Trends in the four U.S. census regions (Midwest, Northeast, South, and West) were similar to those in the nation as a whole. In each region, there were large percent increases in volume of claim lines from August 2019 to August 2020, but small variations in volume of claim lines from July 2020 to August 2020. The variations were, to some degree, commensurate with changes in the pandemic — for example, rising the most (9.7 percent) in the South, which was particularly hard-hit in the summer; falling the most (7.7 percent) in the Northeast, which had experienced its peak of cases in the spring.

Higher telehealth utilization from March to August 2020 in comparison with the same months in 2019 is likely a result of the COVID-19 pandemic. In March and April 2020, many states prohibited in-person rendering of elective procedures, making telehealth an attractive alternative. Many of these prohibitions expired in May as states began to open up. But despite some decline from month to month, telehealth usage remained high by comparison with 2019.

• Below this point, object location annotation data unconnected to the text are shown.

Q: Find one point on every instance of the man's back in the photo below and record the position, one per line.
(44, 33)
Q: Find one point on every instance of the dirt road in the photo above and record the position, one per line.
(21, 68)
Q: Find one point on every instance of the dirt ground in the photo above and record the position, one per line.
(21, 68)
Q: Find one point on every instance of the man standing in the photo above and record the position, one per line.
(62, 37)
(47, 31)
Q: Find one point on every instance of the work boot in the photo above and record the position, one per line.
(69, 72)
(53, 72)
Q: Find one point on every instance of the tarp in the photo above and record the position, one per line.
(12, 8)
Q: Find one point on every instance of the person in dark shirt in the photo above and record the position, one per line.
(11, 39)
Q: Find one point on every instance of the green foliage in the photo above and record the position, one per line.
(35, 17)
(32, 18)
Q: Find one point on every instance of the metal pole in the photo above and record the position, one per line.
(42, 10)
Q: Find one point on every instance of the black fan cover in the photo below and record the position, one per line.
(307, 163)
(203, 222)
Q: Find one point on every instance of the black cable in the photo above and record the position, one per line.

Mental health conditions, the No. 1 telehealth diagnosis nationally and in every region since March 2020, have continued to rise as a share of all telehealth diagnoses, growing nationally from 45.39 percent to 48.93 percent from July to August 2020. An increase of similar size occurred across regions — four percent in every region but the Midwest, which saw three percent growth.

From July to August 2020, acute respiratory diseases rose from the fifth most common diagnosis in telehealth nationally (at 2.37 percent) to the fourth most common (at 2.32 percent). Even so, acute respiratory diseases accounted for a much smaller share of telehealth in August 2020 than they did in August 2019 (17.63 percent), due to the diversity of other diagnoses that became more common in telehealth as a result of the pandemic.